Kamaralar ayrı olarak mükemmel karışım modeli kullanılarak modellenmiştir. Simülasyon
sonuçları ürün tahminlerinin 1. kamarada tutarlı olduğu ve 2. kamarada ise Hardgrove testinin tek
tane testine göre daha olumlu sonuçlar verdiğini göstermiştir.
THE USE OF DIFFERENT BREAKAGE TEST PROTOCOLS IN MULTICOMPARTMENT BALL MILL MODELLING
Modelling of grinding circuits is crucial for circuit design and optimization. Determination of
breakage distribution function of the materials is important for accurate and reliable modelling. In
this study, the model structure was focused on using separate breakage tests for each chamber.
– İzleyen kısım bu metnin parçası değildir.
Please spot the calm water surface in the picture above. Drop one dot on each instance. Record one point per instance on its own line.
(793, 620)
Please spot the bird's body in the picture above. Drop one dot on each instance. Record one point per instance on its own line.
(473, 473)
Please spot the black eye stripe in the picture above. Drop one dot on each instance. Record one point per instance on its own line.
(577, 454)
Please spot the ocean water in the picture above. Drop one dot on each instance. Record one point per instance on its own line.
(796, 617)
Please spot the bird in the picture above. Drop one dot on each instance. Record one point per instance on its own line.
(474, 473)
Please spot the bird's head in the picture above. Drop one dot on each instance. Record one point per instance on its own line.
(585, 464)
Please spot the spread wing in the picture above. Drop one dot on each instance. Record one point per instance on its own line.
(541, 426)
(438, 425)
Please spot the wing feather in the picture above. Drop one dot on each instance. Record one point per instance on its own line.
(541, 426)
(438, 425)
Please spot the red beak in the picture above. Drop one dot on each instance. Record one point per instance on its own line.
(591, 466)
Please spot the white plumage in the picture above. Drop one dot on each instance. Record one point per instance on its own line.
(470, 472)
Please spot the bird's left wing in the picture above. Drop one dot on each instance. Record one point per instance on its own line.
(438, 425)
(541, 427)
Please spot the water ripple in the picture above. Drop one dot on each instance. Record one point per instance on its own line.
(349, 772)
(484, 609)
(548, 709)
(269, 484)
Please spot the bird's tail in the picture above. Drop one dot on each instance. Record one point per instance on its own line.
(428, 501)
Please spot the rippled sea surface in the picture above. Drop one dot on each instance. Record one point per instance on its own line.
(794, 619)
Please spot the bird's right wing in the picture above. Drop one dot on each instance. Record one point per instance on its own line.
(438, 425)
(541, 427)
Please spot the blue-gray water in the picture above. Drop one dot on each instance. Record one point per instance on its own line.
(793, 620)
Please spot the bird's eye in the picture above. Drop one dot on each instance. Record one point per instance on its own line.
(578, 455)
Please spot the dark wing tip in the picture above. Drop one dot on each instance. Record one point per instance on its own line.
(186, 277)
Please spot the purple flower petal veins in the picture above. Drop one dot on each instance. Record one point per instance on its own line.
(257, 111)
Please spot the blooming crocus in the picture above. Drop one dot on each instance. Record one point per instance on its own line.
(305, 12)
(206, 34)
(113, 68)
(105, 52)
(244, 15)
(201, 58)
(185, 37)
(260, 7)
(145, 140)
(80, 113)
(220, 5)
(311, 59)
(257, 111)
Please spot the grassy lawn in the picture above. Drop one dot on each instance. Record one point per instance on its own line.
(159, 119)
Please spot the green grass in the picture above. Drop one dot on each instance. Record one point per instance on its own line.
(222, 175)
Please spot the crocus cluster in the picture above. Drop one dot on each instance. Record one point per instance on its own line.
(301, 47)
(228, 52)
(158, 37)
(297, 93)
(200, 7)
Within the study, sampling studies were performed around the grinding circuit containing
2-chamber ball mill and inside the mill and, particle size distributions of collected samples were
determined. Then mass balance studies were performed. Single particle drop weight test for
the chamber-1 while Hardgrove test for the second chamber of the mill was carried out then
size-dependent breakage distribution functions were calculated. The study is the first application
of using Hardgrove technique in the ball mill model. Each chamber was modelled separately
by using Perfect Mixing Model. Simulation results showed that the product estimations were
accurate for the chamber-1 that the Hardgrove test was suitable for the chamber-2.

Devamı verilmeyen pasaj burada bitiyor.